Place-based Cochlear Implant Mapping

NCT05558514 | Recruiting

• 1 other identifier: 119978
• Study Type: interventional
• Target: 30
• Locations: 1 country
• Sites: 1

Brief Summary

The current standard of care approach for programming cochlear implants uses a generalized pitch-map for all patients. This approach fails to account for individualized inner ear anatomy. As a result, many cochlear implant recipients experience place-pitch mismatch. We have recently developed an automated mathematical tool to produce patient-specific, customized cochlear implant pitch-maps (Helpard et al., 2021). In this study, cochlear implant recipients will be randomized to receive either the clinical default pitch-map (the control group) or a place-based pitch-map (the intervention group). Assessments will be conducted at multiple time-intervals to account for patient acclimation and plasticity to both the generalized and individualized pitch-maps. Audiological assessments will be tuned to identify patients' ability to discern pitch scaling and variation in sounds, as well as to understand complexities in speech such as mood and tone. Audiological testing will be conducted in collaboration with the National Centre for Audiology (London, ON) to ensure that the most accurate and relevant metrics are applied.

Conditions

Hearing Loss, Sensorineural; Cochlear Implants

Keywords

cochlear implant; pitch map; hearing loss; cochlear implant programming; place-pitch mismatch

Outcome Measures

Primary Outcomes (1)

• Change in score on the word and vowel recognition test (Consonant-Nucleus-Consonant (CNC) words/ phonemes)

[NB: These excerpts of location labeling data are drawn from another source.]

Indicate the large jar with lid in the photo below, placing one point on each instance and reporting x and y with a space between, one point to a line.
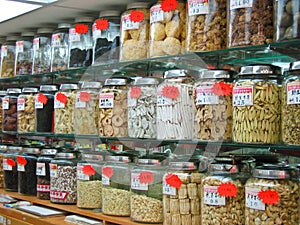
9 105
44 109
26 111
167 28
116 186
64 104
135 27
113 111
86 114
290 123
213 105
142 104
272 195
175 105
60 47
63 178
256 105
24 54
106 37
81 43
206 25
181 194
245 26
42 51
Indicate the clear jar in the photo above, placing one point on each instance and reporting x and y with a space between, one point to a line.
206 25
175 105
106 37
113 112
81 43
181 194
290 123
135 31
42 51
146 205
86 114
142 100
256 105
245 24
64 104
272 196
60 47
44 109
24 54
116 186
9 105
167 29
26 110
213 105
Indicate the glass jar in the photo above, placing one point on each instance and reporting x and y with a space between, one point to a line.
167 29
89 183
8 50
113 112
9 105
60 47
135 31
181 194
175 105
86 114
256 105
42 51
43 172
26 110
81 43
245 26
116 186
106 37
206 25
63 181
64 104
213 105
146 204
26 162
142 100
290 123
272 195
24 54
44 109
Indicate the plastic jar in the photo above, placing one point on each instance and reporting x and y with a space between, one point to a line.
175 105
106 37
44 109
256 105
26 110
113 112
64 104
206 25
142 102
24 54
63 181
181 194
86 114
213 105
116 186
9 105
60 47
42 51
272 195
135 31
167 29
245 26
81 43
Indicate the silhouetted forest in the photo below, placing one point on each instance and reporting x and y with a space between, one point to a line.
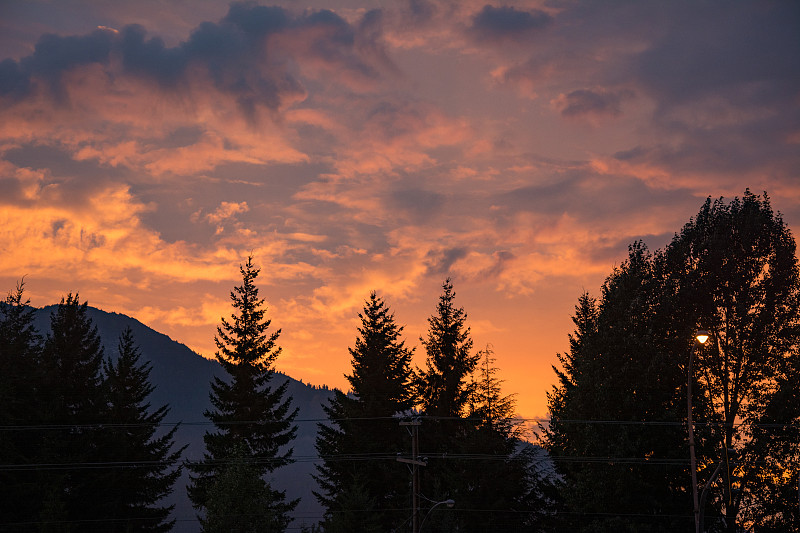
439 448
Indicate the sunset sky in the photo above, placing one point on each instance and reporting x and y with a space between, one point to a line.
147 147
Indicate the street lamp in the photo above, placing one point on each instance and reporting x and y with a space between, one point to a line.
448 503
701 337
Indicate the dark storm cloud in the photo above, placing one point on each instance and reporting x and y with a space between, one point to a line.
419 204
589 197
52 57
745 52
592 102
441 261
236 53
495 24
14 82
64 180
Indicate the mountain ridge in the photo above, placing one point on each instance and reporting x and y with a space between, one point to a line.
181 378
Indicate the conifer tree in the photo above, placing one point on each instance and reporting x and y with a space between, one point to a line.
71 399
444 388
20 347
253 418
364 495
147 472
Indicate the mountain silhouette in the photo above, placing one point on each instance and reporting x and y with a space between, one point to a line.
181 378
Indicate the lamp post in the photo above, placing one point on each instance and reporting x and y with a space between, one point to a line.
700 337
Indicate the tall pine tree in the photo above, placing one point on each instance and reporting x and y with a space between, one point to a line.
71 400
363 487
253 419
132 438
444 386
444 391
20 348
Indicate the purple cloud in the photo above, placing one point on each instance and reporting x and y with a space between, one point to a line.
497 24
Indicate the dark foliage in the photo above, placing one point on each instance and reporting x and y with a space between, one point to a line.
363 487
617 429
20 349
253 420
132 438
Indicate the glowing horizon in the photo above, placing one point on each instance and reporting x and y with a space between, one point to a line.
147 149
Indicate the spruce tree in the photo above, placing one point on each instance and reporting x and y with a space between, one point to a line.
20 347
132 438
252 418
444 388
362 485
71 401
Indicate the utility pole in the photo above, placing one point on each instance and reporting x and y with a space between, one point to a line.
415 464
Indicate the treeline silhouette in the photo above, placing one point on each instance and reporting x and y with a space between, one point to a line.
439 448
84 450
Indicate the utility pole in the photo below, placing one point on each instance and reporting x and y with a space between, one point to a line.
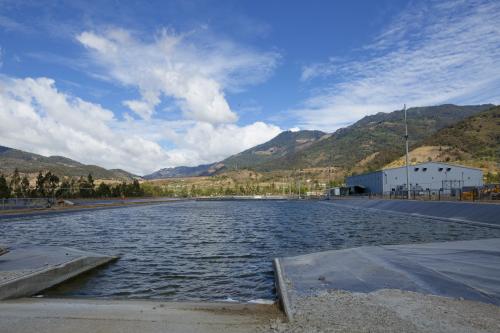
407 167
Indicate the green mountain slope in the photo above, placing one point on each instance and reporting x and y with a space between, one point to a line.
25 162
374 140
478 136
284 144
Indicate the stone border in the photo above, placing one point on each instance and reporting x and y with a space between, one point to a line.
37 281
281 289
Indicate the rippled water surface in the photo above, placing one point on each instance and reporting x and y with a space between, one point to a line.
215 250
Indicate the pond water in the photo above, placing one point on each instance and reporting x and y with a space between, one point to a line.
214 250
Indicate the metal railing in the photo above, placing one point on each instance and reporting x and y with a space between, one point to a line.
431 195
25 203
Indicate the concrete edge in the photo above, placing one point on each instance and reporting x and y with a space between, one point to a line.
444 219
281 290
8 214
40 280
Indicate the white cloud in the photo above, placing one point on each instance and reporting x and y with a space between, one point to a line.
36 117
194 72
433 53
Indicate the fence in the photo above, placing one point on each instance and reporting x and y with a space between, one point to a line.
433 195
25 203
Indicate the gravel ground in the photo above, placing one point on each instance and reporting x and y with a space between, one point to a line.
388 311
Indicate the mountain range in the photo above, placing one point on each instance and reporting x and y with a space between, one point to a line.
446 132
29 163
368 144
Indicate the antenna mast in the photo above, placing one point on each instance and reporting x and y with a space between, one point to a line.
406 142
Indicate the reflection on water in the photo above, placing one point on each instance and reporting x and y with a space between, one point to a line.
215 250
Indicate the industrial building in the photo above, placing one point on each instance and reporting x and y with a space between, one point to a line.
433 176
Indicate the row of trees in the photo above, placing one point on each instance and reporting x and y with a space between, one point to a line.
50 185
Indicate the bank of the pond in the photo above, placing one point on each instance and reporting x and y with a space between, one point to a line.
213 250
469 212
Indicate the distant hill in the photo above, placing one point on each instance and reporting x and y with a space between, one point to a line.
368 144
30 163
473 141
374 140
184 171
283 144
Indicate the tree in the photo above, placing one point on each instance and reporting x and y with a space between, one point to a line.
4 187
103 190
25 187
15 183
51 183
64 190
39 187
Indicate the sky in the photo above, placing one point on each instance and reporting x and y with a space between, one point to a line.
144 85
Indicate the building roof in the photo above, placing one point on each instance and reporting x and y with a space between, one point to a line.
418 164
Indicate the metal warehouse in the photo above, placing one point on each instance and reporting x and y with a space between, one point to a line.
423 176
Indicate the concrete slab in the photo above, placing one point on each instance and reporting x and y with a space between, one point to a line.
27 270
463 269
83 315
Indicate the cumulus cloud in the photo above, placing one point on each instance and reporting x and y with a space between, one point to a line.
435 52
195 73
36 116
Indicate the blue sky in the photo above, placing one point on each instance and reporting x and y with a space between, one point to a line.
145 85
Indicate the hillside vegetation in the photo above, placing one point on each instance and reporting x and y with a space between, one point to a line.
29 163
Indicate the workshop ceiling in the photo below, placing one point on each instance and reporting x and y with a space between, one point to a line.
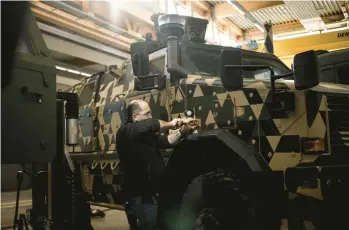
117 24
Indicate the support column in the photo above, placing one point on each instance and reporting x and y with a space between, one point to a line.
268 38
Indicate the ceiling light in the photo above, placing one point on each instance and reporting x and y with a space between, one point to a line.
85 74
334 29
60 68
296 35
236 8
259 27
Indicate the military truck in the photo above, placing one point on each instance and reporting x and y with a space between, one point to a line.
273 143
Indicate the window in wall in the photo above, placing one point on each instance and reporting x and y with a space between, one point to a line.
181 10
196 15
171 7
224 39
162 5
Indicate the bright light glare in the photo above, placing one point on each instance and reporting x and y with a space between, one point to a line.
73 71
60 68
85 74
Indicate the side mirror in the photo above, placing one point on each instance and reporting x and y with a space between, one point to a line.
173 65
140 64
150 82
306 70
231 69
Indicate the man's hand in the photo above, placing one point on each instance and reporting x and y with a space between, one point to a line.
186 127
176 122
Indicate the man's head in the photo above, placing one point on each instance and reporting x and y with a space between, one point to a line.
138 110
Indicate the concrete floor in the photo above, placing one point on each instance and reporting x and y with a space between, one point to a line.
113 220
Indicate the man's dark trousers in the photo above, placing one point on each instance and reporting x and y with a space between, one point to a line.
141 212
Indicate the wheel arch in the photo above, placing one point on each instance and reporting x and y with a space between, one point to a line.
209 151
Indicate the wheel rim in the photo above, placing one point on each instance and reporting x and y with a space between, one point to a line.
207 220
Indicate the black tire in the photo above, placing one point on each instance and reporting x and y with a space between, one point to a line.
216 201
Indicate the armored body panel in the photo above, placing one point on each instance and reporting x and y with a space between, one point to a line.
286 128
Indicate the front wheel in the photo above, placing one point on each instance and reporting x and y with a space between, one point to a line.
217 201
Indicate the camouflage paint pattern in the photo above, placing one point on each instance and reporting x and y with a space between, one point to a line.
245 113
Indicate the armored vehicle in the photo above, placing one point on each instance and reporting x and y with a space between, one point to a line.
273 143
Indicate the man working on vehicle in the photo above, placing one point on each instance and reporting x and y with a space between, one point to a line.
138 142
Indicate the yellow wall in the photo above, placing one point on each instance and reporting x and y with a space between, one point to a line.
286 49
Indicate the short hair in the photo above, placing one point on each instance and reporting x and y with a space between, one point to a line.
132 108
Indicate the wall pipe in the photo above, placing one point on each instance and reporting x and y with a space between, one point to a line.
81 14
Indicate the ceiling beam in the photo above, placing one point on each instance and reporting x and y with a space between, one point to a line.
324 41
74 49
278 29
250 6
204 6
223 10
83 30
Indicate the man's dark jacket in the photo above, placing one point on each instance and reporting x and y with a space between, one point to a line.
143 167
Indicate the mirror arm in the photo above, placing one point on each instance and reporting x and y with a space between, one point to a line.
172 57
148 76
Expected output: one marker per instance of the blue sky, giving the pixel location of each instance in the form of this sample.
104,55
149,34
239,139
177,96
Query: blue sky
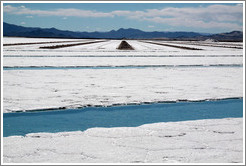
196,17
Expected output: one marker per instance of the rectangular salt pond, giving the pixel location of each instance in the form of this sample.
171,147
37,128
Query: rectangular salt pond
118,116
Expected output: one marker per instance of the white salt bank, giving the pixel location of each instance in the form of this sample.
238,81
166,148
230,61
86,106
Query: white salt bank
201,141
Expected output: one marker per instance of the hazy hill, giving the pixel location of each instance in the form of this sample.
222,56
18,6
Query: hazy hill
20,31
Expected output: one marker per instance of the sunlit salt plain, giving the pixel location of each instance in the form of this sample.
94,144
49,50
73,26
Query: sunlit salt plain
149,73
161,73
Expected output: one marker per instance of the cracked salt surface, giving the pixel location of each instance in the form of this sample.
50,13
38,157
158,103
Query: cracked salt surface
201,141
178,142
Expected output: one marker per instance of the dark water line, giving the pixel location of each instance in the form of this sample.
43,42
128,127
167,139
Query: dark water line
119,56
113,67
118,116
120,104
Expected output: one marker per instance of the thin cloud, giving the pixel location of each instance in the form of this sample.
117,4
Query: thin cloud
213,16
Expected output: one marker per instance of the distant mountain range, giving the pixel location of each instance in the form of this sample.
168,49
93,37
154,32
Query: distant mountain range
20,31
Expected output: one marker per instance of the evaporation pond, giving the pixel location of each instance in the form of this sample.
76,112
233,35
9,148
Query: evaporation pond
118,116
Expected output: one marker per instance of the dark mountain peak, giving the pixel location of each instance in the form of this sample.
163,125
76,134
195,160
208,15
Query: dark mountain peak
129,33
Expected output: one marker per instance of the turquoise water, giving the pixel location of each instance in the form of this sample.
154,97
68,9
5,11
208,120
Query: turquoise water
118,116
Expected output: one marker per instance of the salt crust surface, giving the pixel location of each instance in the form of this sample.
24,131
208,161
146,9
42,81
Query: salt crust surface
41,89
200,141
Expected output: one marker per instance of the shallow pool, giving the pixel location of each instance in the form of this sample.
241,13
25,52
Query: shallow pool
118,116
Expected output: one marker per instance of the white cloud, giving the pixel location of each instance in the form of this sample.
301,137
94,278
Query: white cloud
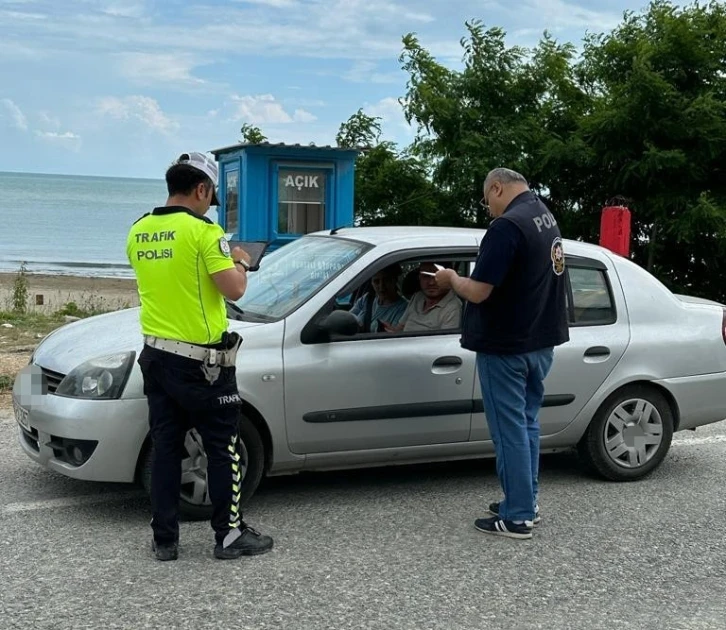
364,72
140,108
277,4
148,68
563,14
265,109
120,8
16,115
67,139
48,120
351,29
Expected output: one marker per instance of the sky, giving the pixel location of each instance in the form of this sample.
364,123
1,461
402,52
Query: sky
121,87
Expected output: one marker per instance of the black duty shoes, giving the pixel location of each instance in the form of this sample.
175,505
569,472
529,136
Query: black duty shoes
494,509
499,527
169,551
250,543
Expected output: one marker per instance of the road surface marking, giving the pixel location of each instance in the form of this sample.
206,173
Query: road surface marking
706,439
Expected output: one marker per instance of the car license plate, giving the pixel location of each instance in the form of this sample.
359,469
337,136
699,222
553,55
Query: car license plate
21,415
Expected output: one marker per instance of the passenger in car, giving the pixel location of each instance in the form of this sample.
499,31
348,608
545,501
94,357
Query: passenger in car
388,304
431,308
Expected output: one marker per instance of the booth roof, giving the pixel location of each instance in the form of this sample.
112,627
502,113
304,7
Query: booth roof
282,145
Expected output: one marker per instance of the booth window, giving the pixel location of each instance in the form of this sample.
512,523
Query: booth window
301,201
231,217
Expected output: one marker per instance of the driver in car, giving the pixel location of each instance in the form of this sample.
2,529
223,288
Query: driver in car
431,308
388,304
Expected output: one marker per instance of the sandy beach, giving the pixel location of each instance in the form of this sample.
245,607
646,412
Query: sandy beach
48,294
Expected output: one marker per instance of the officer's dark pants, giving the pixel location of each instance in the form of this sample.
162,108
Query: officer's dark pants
180,398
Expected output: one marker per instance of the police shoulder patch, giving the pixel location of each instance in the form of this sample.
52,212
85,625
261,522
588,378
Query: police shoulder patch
557,254
224,246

  The CNC word test (Peterson \& Lehiste, 1962) consists of 10 lists of 50 monosyllabic (single syllable) words with equal phonemic distribution across lists. Materials will be presented in quiet at 60 decibels (dB) sound pressure level (SPL) in the sound field. Outcomes will be reported as percent correct (%).

  Baseline (pre-surgery), device activation (~ 1 month post-surgery), 1 month post-activation, 3 months post-activation, 6 months post-activation, 7 months post-activation, 1 year post-activation.

Secondary Outcomes (5)

• Change in score on the Aided Sentence (AzBio) Test

  Baseline (pre-surgery), device activation (~ 1 month post-surgery), 1 month post-activation, 3 months post-activation, 6 months post-activation, 7 months post-activation, 1 year post-activation.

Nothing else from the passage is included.